Penguraian intensitas nyeri 'sama seperti dalam diri'

Prof Keysers dan timnya mengambil poin ini dalam makalah studi mereka. Para ilmuwan berpendapat, tulis mereka, bahwa "tanggapan perwakilan" yang khusus untuk rasa sakit, sebagai lawan dari rasa takut, misalnya, perlu menunjukkan dua ciri di otak.

Ciri pertama adalah bahwa respons otak "harus selektif". Fitur kedua adalah sirkuit harus memiliki cara yang sama untuk mengkodekan rasa sakit di diri sendiri seperti di sirkuit lain.

Hasil mereka memenuhi kedua persyaratan ini. Mereka menunjukkan bahwa sebagian besar neuron cermin ACC tikus pengamat tidak aktif sebagai respons terhadap emosi negatif lainnya, seperti ketakutan.

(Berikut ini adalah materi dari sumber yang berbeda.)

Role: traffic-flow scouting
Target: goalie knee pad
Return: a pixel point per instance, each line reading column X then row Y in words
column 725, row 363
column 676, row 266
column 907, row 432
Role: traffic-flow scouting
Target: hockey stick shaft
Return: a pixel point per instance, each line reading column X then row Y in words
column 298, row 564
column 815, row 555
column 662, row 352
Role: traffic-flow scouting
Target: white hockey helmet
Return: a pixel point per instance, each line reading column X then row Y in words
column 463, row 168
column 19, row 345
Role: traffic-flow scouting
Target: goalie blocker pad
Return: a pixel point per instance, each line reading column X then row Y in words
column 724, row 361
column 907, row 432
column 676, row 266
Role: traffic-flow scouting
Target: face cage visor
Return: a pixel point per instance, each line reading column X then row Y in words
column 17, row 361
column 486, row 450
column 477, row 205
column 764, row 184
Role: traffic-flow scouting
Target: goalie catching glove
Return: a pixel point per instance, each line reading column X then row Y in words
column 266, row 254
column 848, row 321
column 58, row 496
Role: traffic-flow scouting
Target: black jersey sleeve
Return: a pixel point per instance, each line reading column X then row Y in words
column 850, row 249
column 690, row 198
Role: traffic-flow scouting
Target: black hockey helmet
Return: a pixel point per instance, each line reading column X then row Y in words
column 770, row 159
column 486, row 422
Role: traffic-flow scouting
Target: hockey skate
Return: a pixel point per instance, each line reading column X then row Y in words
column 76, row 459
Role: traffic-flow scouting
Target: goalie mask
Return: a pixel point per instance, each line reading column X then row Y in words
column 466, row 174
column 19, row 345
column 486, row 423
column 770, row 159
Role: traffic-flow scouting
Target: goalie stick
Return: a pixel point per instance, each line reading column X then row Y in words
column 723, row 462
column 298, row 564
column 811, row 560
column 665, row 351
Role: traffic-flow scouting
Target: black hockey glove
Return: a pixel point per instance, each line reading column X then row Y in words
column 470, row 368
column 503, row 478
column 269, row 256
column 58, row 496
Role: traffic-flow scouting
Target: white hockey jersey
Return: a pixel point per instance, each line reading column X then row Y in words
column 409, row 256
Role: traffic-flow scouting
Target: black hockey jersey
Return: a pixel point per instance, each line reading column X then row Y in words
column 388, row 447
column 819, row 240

Selain itu, tikus yang mengamati dapat "memecahkan kode intensitas nyeri dalam diri dari pola yang menerjemahkan rasa sakit pada orang lain."

Prof Keysers menyimpulkan bahwa penelitian ini menjelaskan bagaimana kurangnya empati dapat muncul dalam psikopati dan gangguan lainnya. Dia mencatat, "Ini juga menunjukkan kepada kita bahwa empati, kemampuan untuk merasakan emosi orang lain, berakar dalam dalam evolusi kita."

“Kami berbagi mekanisme dasar empati dengan hewan seperti tikus.”